On 2 July 2019, Ioane was named by head coach Steve Hansen as one of four uncapped players in New Zealand's All Blacks squad for the 2019 Rugby Championship, with utility back Damian McKenzie ruled out for the rest of the year due to a torn ACL. Although named to replace All Black vice-captain Beauden Barrett off the bench against Argentina, Ioane was not brought on to the field, with New Zealand scraping by, winning 20–16.

Having not played any tests during the Rugby Championship, Ioane was left uncapped after the outstanding form of Barrett, as well as Richie Mo'unga.
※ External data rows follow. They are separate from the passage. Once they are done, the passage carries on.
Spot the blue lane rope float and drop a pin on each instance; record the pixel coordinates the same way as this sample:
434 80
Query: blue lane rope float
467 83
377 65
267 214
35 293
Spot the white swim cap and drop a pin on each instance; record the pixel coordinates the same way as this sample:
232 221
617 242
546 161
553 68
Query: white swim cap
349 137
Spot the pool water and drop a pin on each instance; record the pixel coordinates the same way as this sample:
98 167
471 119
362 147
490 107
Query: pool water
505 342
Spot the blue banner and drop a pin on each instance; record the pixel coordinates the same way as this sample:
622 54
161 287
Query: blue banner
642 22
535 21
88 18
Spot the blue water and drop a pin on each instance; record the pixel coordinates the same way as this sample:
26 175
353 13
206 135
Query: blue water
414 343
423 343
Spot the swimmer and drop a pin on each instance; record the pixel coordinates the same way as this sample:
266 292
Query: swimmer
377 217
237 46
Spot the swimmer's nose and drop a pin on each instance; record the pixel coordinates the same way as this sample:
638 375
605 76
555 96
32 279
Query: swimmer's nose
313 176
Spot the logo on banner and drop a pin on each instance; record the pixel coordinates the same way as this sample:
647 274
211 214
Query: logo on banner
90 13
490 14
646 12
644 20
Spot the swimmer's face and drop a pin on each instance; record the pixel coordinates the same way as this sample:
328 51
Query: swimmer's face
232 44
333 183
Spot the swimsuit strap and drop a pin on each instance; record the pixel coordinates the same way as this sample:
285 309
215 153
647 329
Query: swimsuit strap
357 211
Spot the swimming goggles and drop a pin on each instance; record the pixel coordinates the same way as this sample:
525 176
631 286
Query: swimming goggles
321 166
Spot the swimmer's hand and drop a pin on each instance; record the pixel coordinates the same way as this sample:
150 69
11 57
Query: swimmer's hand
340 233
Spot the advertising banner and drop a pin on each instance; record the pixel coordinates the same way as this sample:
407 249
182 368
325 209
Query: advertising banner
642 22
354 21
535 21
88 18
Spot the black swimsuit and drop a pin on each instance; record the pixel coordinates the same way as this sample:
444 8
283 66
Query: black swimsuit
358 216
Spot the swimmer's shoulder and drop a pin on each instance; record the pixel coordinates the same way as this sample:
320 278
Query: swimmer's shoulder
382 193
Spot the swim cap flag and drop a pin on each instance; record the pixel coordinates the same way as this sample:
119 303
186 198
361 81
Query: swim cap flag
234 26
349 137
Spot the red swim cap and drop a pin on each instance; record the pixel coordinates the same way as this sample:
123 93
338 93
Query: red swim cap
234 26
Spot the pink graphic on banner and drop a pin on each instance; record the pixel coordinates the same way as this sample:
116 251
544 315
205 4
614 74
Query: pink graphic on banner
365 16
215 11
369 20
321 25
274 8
When New Zealand named their squad for the 2019 Rugby World Cup, Ioane was controversially axed, with selectors preferring to take only two first-five-eighths, with Ioane's inexperience deemed to be a risk.

Ioane made his international debut for New Zealand against Tonga on 7 September 2019, having been re-called to prevent injury to Richie Mo'unga. Ioane replaced Beauden Barrett at half-time, scoring 8 points on debut. Ioane's contributions brought New Zealand's points tally to a 92–7 win.

On 31 August 2021, Ioane was signed to the Chiefs for the 2022 Super Rugby Pacific season.

On 10 July 2024, Ioane agrees a move to Ireland to join province Connacht on a one-year contract for the 2024–25 season. It was renewed for a further year for the 2025-26 season.